De plus, pour l'année 2009, pour un effectif «n'ayant pas connu de variation significative», le chiffre atteint déjà 13 suicides au 15 octobre, et pourrait donc atteindre, par extrapolation, plus de 17 cas pour 100.000 personnes. «Tout n'est pas réductible à des chiffres», prévient d'ailleurs Nicolas Bourgoin, démographe et maître de conférence interrogé par 20minutes.fr.
 
Ce dernier a étudié le rapport entre le suicide et l'activité professionnelle, et se souvient de «la recrudescence de suicides chez les policiers il y a une douzaine d'années». Ses recherches avaient à l'époque démontré que cette augmentation entrait dans le cadre de ce qui est statistiquement admis comme relevant du hasard.

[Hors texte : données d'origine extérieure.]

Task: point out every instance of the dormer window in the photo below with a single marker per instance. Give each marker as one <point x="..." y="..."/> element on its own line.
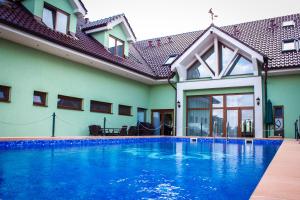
<point x="290" y="23"/>
<point x="116" y="46"/>
<point x="56" y="19"/>
<point x="288" y="45"/>
<point x="170" y="59"/>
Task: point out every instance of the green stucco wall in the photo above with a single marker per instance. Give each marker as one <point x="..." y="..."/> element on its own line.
<point x="117" y="32"/>
<point x="211" y="92"/>
<point x="36" y="8"/>
<point x="285" y="91"/>
<point x="34" y="70"/>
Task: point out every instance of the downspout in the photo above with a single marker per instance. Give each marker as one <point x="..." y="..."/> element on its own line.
<point x="266" y="88"/>
<point x="175" y="112"/>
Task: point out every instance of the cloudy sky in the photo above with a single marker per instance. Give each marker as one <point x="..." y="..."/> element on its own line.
<point x="155" y="18"/>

Mais cela ne serait pas le cas pour de France Télécom.
 
«Des signes forts»

Au point de vue purement comptable, on note une accélération notable des cas depuis l'été, avec neuf cas depuis la mi-juillet. Mais surtout, alors que le démographe explique qu'il est souvent difficile de relier le suicide à la seule activité professionnelle, le cas des salariés de France Télécom a deux particularités. Les suicides ont lieu sur le lieu de travail, et l'activité professionnelle a été explicitement citée dans des lettres par les victimes pour expliquer leur geste. «Des signes forts», selon Nicolas Bourgoin.
 
En tout état de cause, il est difficile de faire parler les chiffres. La comparaison avec la population générale a peu de valeur, selon Eric Jougla, du Centre d'épidémiologie sur les causes médicales de décès (CépiDc) de l'Inserm. «Il faudrait comparer avec une population active  du même type que celle de France Télécom», estime-t-il, pointant des disparités statistiques suivant l'âge et le sexe et notant que les données socio-professionnelles sont insuffisantes pour faire des études fines à ce jour. Ce que l'on sait cependant, selon Nicolas Bourgoin, c'est qu'après les agriculteurs dans les années 70, les ouvriers par la suite, la catégorie la plus touchée par le suicide est actuellement celle des salariés.